Zhang Xu-Yu, Liu Zi-Meng, Zhang Hu-Fei, Li Yun-Sheng, Wen Shi-Hong, Shen Jian-Tong, Liu Ke-Xuan
Department of Anesthesiology, The First Affiliated Hospital, Sun Yat-sen University, No. 58, Zhongshan 2nd Road, Guangzhou, 510080, China.
Dig Dis Sci. 2015 Sep;60(9):2662-9. doi: 10.1007/s10620-015-3684-y. Epub 2015 May 6.

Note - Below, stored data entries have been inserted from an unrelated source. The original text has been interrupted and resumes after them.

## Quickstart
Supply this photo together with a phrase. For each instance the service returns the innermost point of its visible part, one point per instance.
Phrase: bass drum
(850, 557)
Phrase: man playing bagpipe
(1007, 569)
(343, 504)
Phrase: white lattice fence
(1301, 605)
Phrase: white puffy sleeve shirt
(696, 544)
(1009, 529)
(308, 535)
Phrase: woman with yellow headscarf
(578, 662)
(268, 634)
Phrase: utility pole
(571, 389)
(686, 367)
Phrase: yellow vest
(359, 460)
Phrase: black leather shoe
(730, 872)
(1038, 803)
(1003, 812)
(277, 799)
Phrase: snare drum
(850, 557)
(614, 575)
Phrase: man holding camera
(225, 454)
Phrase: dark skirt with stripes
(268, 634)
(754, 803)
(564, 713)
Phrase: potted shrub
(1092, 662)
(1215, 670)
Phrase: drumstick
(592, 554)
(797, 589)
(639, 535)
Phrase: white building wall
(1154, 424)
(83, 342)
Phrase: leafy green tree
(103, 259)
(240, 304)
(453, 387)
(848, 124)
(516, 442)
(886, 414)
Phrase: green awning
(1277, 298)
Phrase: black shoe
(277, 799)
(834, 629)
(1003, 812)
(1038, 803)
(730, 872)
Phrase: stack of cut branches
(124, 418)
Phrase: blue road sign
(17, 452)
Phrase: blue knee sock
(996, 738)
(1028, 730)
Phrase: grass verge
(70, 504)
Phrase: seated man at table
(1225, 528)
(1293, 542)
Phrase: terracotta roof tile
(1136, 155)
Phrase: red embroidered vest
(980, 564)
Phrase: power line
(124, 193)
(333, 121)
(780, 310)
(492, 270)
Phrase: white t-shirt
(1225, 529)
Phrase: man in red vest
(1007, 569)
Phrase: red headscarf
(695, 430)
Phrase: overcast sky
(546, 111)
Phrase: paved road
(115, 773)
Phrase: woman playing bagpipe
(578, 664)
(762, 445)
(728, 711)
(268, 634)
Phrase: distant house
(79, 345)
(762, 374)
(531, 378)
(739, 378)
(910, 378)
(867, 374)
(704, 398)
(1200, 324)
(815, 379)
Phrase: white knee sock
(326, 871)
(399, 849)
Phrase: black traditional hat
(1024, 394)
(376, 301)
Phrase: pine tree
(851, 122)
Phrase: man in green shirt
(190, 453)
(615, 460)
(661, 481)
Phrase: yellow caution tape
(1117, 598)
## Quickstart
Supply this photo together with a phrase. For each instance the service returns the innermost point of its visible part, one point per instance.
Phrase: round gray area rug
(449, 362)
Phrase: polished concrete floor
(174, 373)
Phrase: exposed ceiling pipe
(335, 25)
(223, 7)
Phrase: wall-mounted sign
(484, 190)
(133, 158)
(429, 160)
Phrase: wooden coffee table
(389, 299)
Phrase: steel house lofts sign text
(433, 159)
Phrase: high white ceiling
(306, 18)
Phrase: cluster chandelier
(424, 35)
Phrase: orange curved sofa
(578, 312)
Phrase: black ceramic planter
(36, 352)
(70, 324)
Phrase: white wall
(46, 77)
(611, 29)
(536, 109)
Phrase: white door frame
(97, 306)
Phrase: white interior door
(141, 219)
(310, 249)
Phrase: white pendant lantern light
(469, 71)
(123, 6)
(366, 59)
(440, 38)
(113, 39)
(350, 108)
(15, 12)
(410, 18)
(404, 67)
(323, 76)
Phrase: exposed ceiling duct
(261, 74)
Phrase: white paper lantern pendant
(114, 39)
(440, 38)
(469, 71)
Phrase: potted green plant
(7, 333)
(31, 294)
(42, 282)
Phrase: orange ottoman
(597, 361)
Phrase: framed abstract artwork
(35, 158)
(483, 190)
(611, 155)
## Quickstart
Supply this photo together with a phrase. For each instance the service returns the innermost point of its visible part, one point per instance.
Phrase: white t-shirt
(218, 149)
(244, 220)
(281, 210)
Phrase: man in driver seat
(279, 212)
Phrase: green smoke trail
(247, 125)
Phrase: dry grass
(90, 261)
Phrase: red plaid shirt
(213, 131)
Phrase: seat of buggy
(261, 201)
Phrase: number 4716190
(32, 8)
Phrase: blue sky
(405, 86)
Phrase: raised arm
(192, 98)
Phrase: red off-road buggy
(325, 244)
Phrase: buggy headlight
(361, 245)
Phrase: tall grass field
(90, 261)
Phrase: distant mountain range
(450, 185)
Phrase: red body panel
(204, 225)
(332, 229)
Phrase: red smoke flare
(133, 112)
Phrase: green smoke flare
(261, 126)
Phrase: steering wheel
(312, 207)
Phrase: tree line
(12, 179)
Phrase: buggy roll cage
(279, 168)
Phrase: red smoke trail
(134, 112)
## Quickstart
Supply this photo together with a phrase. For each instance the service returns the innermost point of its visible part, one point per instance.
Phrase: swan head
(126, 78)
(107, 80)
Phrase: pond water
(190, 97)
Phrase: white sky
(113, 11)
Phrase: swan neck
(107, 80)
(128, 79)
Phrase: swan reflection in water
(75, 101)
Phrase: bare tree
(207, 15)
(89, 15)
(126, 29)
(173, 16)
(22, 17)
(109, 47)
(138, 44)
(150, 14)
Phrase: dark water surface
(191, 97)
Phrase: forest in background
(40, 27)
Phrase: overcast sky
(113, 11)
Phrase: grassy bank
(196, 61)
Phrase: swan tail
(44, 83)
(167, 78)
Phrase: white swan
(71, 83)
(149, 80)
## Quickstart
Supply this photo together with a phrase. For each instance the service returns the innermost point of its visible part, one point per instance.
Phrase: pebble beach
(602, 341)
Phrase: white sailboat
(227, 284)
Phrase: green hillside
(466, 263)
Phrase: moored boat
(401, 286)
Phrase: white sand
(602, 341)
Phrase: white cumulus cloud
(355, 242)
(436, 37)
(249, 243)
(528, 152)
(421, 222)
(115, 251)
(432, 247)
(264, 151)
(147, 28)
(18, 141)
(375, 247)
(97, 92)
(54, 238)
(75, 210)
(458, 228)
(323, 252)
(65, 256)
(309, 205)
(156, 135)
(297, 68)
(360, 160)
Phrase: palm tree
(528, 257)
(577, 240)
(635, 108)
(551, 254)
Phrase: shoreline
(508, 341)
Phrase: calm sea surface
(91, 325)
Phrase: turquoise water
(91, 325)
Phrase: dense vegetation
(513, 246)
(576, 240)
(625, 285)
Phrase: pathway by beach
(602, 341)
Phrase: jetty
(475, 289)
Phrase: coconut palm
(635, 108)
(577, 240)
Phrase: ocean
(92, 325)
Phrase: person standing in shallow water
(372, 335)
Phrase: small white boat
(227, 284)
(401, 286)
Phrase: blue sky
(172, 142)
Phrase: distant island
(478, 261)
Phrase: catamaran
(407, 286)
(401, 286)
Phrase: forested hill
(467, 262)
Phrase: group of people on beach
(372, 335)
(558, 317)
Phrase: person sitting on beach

Intestinal ischemia/reperfusion (I/R) disrupts intestinal mucosal integrity and immunoglobulin A (IgA) generation. It has recently been shown that the programmed cell death-1 receptor (PD-1) plays a crucial role in regulating intestinal secreted IgA (sIgA).
To evaluate changes in PD-1 and PD-ligand 1 (PD-L1) expression on Peyer's patches (PP) CD4(+) T cells and to investigate the correlation between PD-1/PD-L1 and intestinal IgA production/mucosal integrity in mice following intestinal I/R.
I/R injury was induced by clamping the superior mesenteric artery for 1 h followed by 2-h reperfusion. PD-1/PD-L1 expression on PP CD4(+) T cells was measured in I/R and sham-operated mice. Additionally, transforming growth factor-β1 (TGF-β1) and interleukin-21 (IL-21) mRNA in CD4(+) T cells and IgA(+) and IgM(+) in PP B cells, as well as intestinal mucosal injury and sIgA levels, were assessed.
PD-1/PD-L1, TGF-β1, and IL-21 expression was down-regulated after intestinal I/R. Furthermore, IgA(+) B cells decreased and IgM(+) B cells increased in mice with intestinal I/R. Importantly, decreased PD-1/PD-L1 expression was correlated with increased mucosal injury and decreased IgA levels, as well as with decreased TGF-β1 and IL-21 expression.
Intestinal I/R inhibits PD-1/PD-L1 expression on PP CD4(+) T cells, which was associated with an impaired intestinal immune system and mechanical barriers. Our study indicates that PD-1/PD-L1 expression on CD4(+) T cells may be involved in the pathogenesis of intestinal I/R injury.
肠道缺血/再灌注(I/R)会破坏肠道黏膜完整性并影响免疫球蛋白A(IgA)的产生。最近研究表明,程序性细胞死亡蛋白1受体(PD-1)在调节肠道分泌型IgA(sIgA)中起关键作用。
评估派尔集合淋巴结(PP)CD4(+) T细胞上PD-1和程序性死亡受体配体1(PD-L1)表达的变化,并研究肠道I/R后小鼠体内PD-1/PD-L1与肠道IgA产生及黏膜完整性之间的相关性。
通过夹闭肠系膜上动脉1小时然后再灌注2小时诱导I/R损伤。检测I/R小鼠和假手术小鼠PP CD4(+) T细胞上的PD-1/PD-L1表达。此外,评估CD4(+) T细胞中转化生长因子-β1(TGF-β1)和白细胞介素-21(IL-21)的信使核糖核酸(mRNA)水平、PP B细胞中IgA(+)和IgM(+)水平,以及肠道黏膜损伤和sIgA水平。
肠道I/R后,PD-1/PD-L1、TGF-β1和IL-21的表达下调。此外,肠道I/R小鼠中IgA(+) B细胞减少而IgM(+) B细胞增加。重要的是,PD-1/PD-L1表达降低与黏膜损伤增加、IgA水平降低以及TGF-β1和IL-21表达降低相关。
肠道I/R抑制PP CD4(+) T细胞上PD-1/PD-L1的表达,这与肠道免疫系统和机械屏障受损有关。我们的研究表明,CD4(+) T细胞上的PD-1/PD-L1表达可能参与肠道I/R损伤的发病机制。